In A Better World (15)

Starring: Mikael Persbrandt, Trine Dyrholm

Reviewed,Anthony Quinn
Friday 19 August 2011 00:00 BST
Comments

Impossible to watch this Scandinavian drama about violence in the male psyche without being reminded of terrible recent events in Norway.

Susanne Bier (Open Hearts, After the Wedding) sets up an intriguing generational story that drags two middle-class families towards tragedy. At its centre is a noble-minded surgeon (Mikael Persbrandt) who, away for long periods in Africa, doesn't know that his teenage son (Markus Rygaard) is being bullied at school. But the latter finds an ally in the new boy (William Jøhnk Nielsen), a recently bereaved son with an ominous sense of justice.
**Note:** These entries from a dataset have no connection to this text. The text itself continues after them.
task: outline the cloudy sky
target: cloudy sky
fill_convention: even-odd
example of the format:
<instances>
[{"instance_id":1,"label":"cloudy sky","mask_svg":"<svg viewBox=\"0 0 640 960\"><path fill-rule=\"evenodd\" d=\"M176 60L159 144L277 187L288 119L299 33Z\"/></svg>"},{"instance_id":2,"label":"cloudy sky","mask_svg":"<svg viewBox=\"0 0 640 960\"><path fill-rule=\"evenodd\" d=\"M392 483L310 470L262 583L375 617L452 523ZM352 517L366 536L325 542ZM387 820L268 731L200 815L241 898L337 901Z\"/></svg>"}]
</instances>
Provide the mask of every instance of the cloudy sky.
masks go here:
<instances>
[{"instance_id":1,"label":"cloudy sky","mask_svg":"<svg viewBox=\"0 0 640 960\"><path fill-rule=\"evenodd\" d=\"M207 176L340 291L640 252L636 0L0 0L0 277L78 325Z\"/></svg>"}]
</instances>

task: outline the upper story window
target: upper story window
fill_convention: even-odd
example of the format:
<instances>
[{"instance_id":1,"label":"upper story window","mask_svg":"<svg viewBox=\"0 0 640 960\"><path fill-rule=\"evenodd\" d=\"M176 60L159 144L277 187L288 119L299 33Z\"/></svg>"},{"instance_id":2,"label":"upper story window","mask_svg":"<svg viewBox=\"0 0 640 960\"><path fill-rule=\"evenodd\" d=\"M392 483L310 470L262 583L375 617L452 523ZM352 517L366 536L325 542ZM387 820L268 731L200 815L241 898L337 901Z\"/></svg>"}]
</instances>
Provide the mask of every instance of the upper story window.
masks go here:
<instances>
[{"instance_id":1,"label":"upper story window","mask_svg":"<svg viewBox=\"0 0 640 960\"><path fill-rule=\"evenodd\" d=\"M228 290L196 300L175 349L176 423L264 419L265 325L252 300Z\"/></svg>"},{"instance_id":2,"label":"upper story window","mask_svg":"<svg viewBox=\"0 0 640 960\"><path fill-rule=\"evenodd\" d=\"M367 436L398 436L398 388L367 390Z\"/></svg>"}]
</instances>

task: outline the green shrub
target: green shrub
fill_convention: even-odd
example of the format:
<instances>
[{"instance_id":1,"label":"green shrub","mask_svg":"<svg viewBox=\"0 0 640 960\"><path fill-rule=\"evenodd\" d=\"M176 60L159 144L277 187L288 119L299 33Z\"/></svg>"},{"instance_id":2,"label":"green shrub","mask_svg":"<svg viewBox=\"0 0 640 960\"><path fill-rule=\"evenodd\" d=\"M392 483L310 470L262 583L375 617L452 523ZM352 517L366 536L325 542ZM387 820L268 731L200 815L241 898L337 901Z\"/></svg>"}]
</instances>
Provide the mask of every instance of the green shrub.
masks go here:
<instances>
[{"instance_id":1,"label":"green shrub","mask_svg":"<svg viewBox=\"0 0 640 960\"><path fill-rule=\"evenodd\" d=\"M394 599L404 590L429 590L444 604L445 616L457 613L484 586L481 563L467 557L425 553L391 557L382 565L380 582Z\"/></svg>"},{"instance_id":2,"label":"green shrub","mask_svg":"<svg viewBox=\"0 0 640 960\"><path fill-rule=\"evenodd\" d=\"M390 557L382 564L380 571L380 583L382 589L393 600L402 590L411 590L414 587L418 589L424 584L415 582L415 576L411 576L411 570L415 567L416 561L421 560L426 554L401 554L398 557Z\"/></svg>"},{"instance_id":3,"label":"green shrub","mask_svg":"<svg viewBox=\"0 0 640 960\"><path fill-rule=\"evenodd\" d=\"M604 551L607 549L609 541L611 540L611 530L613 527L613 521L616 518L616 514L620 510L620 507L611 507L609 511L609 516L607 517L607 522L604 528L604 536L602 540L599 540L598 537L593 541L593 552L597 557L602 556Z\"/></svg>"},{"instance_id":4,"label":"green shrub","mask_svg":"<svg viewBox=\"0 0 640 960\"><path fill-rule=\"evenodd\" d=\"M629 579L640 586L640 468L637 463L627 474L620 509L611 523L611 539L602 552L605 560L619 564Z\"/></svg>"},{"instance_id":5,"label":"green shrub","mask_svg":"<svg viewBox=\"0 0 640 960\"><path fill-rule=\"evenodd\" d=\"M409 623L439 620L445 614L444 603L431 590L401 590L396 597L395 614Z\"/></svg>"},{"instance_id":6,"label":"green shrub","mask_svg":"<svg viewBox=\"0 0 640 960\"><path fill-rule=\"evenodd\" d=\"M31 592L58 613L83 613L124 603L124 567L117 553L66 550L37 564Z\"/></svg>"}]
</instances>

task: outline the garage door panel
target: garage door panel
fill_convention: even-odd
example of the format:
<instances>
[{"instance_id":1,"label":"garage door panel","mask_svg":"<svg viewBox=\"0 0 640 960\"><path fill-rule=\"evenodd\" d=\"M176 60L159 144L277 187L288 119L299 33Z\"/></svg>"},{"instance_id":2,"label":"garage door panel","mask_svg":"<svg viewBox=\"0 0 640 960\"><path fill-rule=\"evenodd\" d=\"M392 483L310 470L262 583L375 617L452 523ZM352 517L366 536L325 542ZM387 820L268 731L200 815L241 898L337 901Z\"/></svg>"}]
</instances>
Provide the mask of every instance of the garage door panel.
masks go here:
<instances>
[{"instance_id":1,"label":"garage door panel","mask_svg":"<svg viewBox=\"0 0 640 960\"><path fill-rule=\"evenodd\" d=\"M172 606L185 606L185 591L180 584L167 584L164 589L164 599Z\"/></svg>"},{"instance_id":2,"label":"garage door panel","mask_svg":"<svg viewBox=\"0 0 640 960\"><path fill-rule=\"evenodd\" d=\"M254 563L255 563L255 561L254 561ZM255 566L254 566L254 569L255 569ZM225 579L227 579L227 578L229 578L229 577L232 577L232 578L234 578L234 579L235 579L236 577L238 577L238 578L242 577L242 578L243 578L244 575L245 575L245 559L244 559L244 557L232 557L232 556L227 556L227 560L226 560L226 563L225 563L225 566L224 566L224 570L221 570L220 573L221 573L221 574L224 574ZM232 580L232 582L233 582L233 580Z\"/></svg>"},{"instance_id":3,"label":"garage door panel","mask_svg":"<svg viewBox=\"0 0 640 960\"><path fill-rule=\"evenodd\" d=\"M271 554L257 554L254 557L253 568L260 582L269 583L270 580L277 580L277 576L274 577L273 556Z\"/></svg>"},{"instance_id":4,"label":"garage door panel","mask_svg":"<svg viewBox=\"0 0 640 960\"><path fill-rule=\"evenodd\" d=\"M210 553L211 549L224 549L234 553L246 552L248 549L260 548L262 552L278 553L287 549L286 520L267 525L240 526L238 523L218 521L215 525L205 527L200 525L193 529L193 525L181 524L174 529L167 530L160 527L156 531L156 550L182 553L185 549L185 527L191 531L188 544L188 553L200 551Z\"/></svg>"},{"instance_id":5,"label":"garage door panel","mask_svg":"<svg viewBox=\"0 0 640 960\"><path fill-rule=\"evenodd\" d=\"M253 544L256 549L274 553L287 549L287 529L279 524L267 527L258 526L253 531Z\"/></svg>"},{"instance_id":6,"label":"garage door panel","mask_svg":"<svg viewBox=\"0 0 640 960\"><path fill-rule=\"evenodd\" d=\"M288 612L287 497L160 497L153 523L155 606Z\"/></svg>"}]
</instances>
Bier has a great gift for tender observation – you really believe that these people are family – and stages one breathtakingly tense setpiece when the surgeon puts his impeccably liberal principle of non-retaliation to the test against a thuggish car mechanic. (That principle reaches breaking-point when he's plunged into an horrific dilemma back in Africa). Only in the last reel does its sure touch falter, with Bier seemingly unable to let her story go. But it impressed the Academy sufficiently to win this year's Oscar for a Foreign Language film.